Helpful tips on how to get someone with Autism to let you brush their hair

Children with Sensory Issues, Autism, SPD, ADHD, OCD, PDA or other SEN issues can struggle with many aspects of hair brushing and detangling.

Often there is pressure to get somewhere on time. This can cause frustration, anxiety and trigger meltdowns – and that’s just the parents! Some children hide or scream at even the sight of a hairbrush, let alone actually brushing with them. So, why the challenge?

Why don't children with special needs like their hair being brushed?

Sensitive Scalp: It can simply be a more sensitive scalp - what can be mildly annoying to one child can be unbearably painful to another. The feel of the brush bristles in the hair and on the scalp can feel painful for some children even without knots.

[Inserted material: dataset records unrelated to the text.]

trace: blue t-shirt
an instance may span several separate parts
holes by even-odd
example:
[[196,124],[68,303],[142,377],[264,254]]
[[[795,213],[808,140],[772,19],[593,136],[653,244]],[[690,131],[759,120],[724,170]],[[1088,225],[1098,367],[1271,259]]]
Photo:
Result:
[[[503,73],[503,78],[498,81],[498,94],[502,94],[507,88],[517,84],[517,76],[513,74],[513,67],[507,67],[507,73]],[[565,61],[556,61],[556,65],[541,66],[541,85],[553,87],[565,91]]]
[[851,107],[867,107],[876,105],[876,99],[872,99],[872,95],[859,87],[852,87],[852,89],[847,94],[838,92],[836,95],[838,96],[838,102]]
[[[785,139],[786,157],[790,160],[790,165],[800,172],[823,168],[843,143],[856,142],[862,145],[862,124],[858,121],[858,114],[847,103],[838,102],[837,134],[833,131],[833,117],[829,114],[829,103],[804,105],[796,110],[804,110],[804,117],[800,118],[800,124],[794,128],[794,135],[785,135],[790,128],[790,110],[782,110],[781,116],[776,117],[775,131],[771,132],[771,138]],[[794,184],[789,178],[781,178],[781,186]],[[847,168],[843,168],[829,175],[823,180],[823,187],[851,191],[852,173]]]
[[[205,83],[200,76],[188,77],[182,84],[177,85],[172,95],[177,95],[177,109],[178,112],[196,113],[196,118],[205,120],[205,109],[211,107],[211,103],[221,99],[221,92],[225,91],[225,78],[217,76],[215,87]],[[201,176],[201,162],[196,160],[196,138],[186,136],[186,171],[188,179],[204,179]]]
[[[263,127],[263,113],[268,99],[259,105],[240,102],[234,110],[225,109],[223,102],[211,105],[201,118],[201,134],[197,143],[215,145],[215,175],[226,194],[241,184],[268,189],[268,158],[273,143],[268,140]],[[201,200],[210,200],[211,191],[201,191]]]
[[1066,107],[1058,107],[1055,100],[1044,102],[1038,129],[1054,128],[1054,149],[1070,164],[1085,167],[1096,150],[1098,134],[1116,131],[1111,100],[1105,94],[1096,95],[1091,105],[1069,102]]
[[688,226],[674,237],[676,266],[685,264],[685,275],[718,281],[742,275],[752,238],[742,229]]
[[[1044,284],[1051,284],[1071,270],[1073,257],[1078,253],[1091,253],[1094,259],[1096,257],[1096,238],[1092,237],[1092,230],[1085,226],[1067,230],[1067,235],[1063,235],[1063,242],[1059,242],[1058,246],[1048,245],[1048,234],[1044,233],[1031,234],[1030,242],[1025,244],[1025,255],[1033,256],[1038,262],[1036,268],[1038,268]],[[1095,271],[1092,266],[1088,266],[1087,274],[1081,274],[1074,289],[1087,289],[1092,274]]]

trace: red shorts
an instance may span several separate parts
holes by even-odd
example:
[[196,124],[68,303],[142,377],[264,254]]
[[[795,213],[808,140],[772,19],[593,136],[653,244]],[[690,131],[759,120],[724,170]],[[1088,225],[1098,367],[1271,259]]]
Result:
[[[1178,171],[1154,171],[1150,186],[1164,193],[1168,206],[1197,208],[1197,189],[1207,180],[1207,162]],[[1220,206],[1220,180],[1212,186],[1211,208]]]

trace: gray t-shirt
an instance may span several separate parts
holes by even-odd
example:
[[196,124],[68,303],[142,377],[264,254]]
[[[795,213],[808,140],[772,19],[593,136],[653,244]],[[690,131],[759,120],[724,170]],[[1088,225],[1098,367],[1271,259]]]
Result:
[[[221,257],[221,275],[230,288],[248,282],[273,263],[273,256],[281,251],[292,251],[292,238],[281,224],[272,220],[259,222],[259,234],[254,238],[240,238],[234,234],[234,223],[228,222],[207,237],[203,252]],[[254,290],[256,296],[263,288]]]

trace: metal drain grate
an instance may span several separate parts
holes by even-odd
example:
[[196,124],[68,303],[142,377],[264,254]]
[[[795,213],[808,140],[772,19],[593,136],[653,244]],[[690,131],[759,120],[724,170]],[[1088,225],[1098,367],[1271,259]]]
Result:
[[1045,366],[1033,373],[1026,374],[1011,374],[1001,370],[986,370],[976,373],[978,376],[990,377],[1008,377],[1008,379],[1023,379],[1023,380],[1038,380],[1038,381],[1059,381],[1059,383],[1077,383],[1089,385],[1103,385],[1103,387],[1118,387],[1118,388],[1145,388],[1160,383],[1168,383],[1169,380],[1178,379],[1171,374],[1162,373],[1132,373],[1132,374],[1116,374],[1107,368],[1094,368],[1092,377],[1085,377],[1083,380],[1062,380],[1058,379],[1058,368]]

Discomfort when Tugging: The tugging of the hair can overwhelm children who can’t regulate their senses, and for some the movement of head and body caused by brushing can lead to feelings of disorientation or discomfort, especially if the child has issues with processing vestibular sensations or is sensitive to movement in general.

Hearing Sensitivity: The sound of the brush moving through the hair can cause discomfort to hearing sensitive children.

Knots in Hair: Teasing knots out in our own hair is never nice, it can be very overwhelming having someone else working on them out of your control.

Stay focused on your child not what other think

From our perspective – we can’t send our child to school looking unkempt or questions will be asked of us. So, we grapple with frustration, exhaustion and feelings of parental incompetence.

I’ve lost count of the number of times I’ve heard from a parent of a sensory child who is desperately worried about what the neighbours think ‘it honestly sounds like I am murdering her’. Other parents or in laws may roll their eyes thinking kids are over-reacting or we are pandering to them, which is not helpful.

Forget about everyone except you and your child. Consider how this feels to them, do a bit of detective work – ask if they are verbal – but guess if you have to – No one knows your child like you do so trust your instincts.

Remember they are being challenged, not being challenging on purpose. It really helps us if we approach from that perspective, as a team, finding out what can we put in place to make it even just a little easier for them.

Acknowledge that you know this is tricky and uncomfortable and that you want to find a way together to make it feel better.

At a time the child is relaxed and there is no pressure to go anywhere try some light massage or some different brushes in the hair and ask how they feel. See if you can get to the bottom of what the child’s experience is.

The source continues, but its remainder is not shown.